北巡代天宮

代天宮というのは天帝にかわり地上を巡察し、魍魎・瘟疫を討つ役割=代天巡狩を行う神様「王爺千歳」が祀られる廟を表しますが、まんま「代天宮」を名乗る廟は意外と少ないです。

この廟に祀られているのは「五年千歳」。これは瘟神信仰から発展した神様だそうです。瘟神は疫病をもたらす悪神で、日本で言えば疫病神、祟り神です。日本でも祟り神を奉り、祟りを起こさないように請願するという信仰を経て強い力を持つ神様として信仰されることがあります。天神様や平将門公などはその典型です。それと同じような転換が起こったわけですね。

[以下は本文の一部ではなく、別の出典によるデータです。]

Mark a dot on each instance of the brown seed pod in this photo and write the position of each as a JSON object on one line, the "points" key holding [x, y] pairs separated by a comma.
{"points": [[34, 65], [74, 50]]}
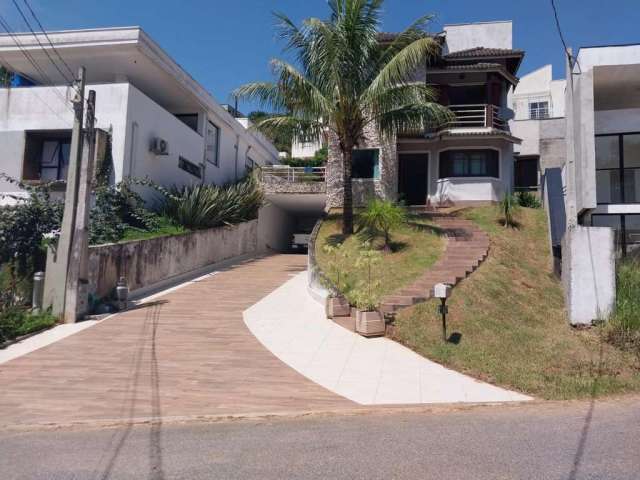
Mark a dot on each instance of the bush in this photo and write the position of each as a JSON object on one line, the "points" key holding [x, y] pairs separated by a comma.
{"points": [[16, 321], [380, 218], [206, 206], [508, 208], [528, 200]]}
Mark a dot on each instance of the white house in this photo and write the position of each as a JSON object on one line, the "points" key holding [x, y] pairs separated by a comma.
{"points": [[538, 106], [145, 100]]}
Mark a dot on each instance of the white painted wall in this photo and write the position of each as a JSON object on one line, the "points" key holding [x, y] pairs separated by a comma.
{"points": [[134, 120], [617, 121], [482, 34], [588, 272]]}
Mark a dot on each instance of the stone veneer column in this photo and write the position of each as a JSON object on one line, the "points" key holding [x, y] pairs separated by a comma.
{"points": [[386, 187]]}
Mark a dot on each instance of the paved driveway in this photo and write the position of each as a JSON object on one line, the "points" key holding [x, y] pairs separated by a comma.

五年千歳は中国では周の武王を補佐した武将・克殷のことであるという説があるようですが、台湾では十二支それぞれに応じた王爺であるとか、あるいは中国史上の13人の英雄であるとする派閥がいろいろあり、十二支にあたる王爺も派閥によって違うのでわけわかりません。とにかく天帝に代わって地上の霊的空間の悪を討つという神様です。

ただこの廟、太子宮って名乗ったほうがいいんじゃないかっていうぐらい中壇元帥だらけなのです。手前の剣を持った中壇元帥は珍しいですね。これはおそらく西遊記のほうで使っていた斬妖剣と砍妖刀ではないかと思います。

こちら側の中壇元帥が持っているのはたぶん降妖杵。

で、お供えをするテーブルの上にも中壇元帥。ボールやミニカーが備えられているのは、中壇元帥が少年神だからです。

五年千歳には中壇元帥も入るという系統もあるそうなので別に問題ないとは思いますが、じゃあ真ん中に鎮座している像はどなたなのよ?という疑問もわきます。

まあしかし、道教に対して細かい疑問をもってはいけません。

申し訳程度に関聖帝君や福徳正神もいます。右側にいる右手を振り上げている像は、宋代の禅師・済公。破戒の風狂僧として知られます。本邦の一休禅師の先人的な人です。どちらも臨済宗ですしね。ただ、風狂というのは「こうあるべき」という固定的な考え方を否定する禅の思想から生まれたポリシーがある行動であって、今のポリシーなく流されて戒律を守らない坊主どもとは根本的に違います。

しかし、済公が道教の廟に祀られているというのはどうやら禅師としての功績からではなく、後から創作されたフィクションからであるようです。要するに平安時代のただの占い師であった安倍晴明が、後のフィクションでなんか偉い呪術者のように思われているというのと同じです。

太歳星君と地蔵王菩薩。地蔵王菩薩が乗っているのは、虎の頭に犀の角、犬の耳に龍の体、獅子の尻尾に麒麟の足という中国の霊獣「諦聴」。諦聴が地蔵王菩薩の乗騎であるというのは、当然のことながら中国で作られた設定です。

虎ちゃん。こういうところに祀られているのが虎爺だと知らなければ犬だと勘違いしそうな像ですね。犬が神様として祀られているところもないではないんですけど。

この廟は中山区にあるのは確かですが、説明が面倒くさい場所にあるので書きません。旅行者だったらまず行くはずがないだろうという場所にあります。